There’s also the benefit of never mistyping letters that have the same pronunciation. In Persian, for example, there are several letters that are pronounced exactly the same (for example, ﺱ ,ﺙ, and ﺹ are all pronounced as /s/). Typing a word as I’ve heard it in Latin letters allows me to find its meaning without knowing its spelling first.
I tried this kind of Latin-alphabet search with other non-European languages and got mixed results. In Chinese, for example, it works, but it gives a list of search terms in pinyin, without the Chinese characters. This could be helpful for language learners, but it’s going to be annoying for educated native speakers, whose eyes will navigate actual Chinese characters more easily.

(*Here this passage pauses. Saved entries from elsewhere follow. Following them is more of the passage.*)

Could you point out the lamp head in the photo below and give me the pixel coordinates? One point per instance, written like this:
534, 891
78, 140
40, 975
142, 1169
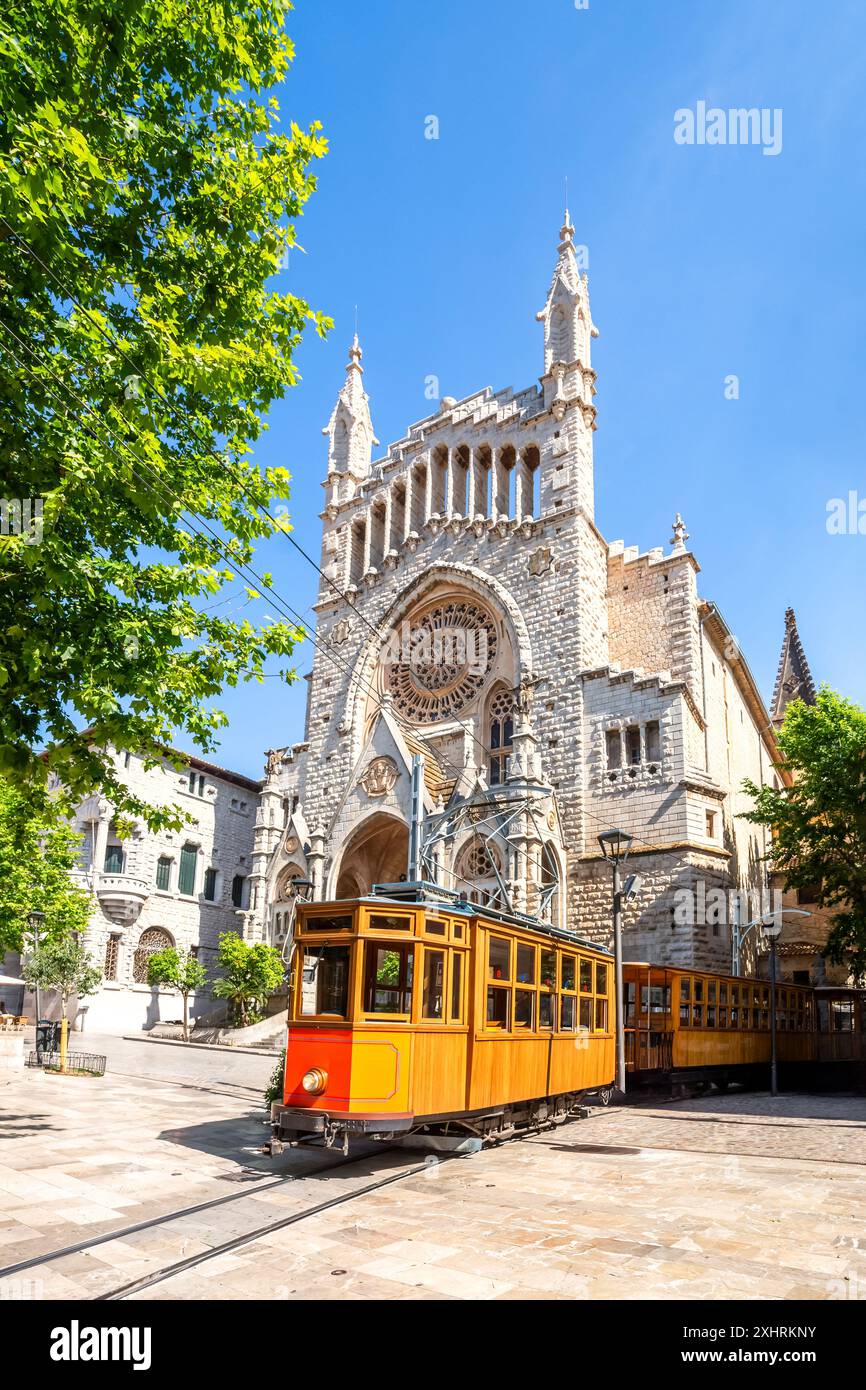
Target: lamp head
615, 844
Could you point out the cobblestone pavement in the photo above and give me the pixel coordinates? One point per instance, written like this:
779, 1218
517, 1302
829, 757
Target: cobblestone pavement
724, 1197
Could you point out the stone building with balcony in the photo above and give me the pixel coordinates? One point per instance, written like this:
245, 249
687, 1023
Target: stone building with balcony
168, 888
498, 677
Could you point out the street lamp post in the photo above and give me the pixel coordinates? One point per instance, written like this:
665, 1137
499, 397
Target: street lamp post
615, 847
35, 920
772, 929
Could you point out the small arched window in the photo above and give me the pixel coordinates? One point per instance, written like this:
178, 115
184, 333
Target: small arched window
477, 873
501, 734
341, 445
186, 872
150, 941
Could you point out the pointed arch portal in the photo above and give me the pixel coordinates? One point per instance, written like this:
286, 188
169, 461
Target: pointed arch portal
376, 852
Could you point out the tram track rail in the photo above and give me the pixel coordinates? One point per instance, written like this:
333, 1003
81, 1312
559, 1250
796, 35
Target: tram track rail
181, 1266
249, 1190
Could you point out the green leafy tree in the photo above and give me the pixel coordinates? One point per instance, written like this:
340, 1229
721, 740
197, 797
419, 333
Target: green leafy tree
249, 975
181, 972
66, 966
819, 823
148, 198
36, 859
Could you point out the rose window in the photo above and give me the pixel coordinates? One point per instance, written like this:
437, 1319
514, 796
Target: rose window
439, 660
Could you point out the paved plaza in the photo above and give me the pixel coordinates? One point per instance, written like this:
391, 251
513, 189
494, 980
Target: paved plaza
736, 1196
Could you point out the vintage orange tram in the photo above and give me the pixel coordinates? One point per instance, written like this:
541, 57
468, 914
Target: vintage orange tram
414, 1011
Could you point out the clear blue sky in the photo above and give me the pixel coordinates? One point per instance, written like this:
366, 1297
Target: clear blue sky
704, 262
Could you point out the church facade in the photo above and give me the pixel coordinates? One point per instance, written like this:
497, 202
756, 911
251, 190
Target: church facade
494, 683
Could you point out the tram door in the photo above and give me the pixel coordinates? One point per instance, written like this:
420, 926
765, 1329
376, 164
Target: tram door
648, 1022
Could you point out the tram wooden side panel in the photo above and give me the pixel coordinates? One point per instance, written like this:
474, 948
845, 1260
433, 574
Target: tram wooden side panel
439, 1066
508, 1069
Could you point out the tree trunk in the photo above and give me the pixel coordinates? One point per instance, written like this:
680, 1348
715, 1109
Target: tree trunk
64, 1026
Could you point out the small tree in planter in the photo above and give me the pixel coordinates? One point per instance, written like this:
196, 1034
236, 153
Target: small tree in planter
249, 975
181, 972
64, 966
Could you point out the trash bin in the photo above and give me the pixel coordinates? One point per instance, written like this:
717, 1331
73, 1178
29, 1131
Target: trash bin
47, 1036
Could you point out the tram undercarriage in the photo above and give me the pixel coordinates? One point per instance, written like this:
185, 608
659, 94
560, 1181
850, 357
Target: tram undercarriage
296, 1126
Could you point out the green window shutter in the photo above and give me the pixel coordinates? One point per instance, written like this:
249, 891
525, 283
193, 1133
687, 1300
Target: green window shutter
114, 859
186, 875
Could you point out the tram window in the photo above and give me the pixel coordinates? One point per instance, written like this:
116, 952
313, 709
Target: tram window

Via This Week in Google, I also learned that Google Translate is soliciting human input on its machine translations. Over at translate.google.com/community, they’re asking bilingual people to either translate phrases or verify what other translations.
It reminds me very much of the immersion lessons in Duolingo, but with two key differences:
- It’s not at all fun. It’s actually unclear why they call it community, since there is actually no communication between users working on translations, and they give no reason for anyone to participate.

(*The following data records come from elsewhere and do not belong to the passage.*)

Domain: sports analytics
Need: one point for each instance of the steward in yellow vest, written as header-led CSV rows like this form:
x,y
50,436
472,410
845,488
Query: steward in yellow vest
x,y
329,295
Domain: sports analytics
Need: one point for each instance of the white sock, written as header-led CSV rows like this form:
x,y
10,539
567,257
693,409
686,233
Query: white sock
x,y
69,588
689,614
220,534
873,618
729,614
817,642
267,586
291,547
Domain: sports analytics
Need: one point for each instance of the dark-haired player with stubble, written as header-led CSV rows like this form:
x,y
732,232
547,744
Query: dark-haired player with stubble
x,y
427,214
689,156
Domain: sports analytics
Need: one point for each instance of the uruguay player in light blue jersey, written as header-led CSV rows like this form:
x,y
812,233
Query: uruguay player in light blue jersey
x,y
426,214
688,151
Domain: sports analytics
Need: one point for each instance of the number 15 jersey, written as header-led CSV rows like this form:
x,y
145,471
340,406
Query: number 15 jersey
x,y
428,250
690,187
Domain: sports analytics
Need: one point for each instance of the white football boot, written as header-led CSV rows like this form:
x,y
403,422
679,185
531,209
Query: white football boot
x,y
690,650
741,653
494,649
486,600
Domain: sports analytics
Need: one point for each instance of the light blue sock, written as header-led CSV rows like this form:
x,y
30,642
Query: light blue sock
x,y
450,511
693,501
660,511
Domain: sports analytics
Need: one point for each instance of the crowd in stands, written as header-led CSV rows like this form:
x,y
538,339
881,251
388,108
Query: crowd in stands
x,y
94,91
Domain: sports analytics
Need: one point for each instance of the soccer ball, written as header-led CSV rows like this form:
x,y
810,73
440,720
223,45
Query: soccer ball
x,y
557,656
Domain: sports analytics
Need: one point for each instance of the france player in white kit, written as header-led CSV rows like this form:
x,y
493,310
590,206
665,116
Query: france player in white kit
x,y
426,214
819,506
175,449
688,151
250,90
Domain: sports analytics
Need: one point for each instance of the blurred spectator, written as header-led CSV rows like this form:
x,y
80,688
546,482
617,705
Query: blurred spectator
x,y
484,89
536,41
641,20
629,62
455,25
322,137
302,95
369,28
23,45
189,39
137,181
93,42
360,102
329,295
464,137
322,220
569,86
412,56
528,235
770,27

- It’s apparently random. I couldn’t be sure, but the difficulty level I was presented didn’t seem to depend at all whether I had just skipped or verified a translation. Duolingo does give users some information about the expected difficulty of a text they are offering for translation.
I’m glad to see that they are asking for human input, but I’m surprised that their approach is so clumsy. Google used to have a pretty smart image labeling game, in which players would be matched up around the world and would get points for guessing the same words to describe images as their partner, without communicating. I liked it because it could help the image search algorithm find images based on what could be faulty, but common, human interpretation. For example, if everyone looks at a photo of an 80s hair band and thinks “They remind me of Van Halen,” then it makes sense to associate that photo with a search for “Van Halen,” even if the photo isn’t actually of Van Halen.
Luis von Ahn, the founder of Duolingo, developed the game that Google used for the image labeling game, which is one reason why I expected Duolingo to be much more adaptive. In the case of both Google Translate and Duolingo, I don’t see why we can’t have more smart, adaptive approaches to translation. With the sheer number of users of Google Translate (or probably Duolingo, at this point), there’s no reason to present users with a translation that hasn’t already been typed by a native speaker of the target language, in a different context.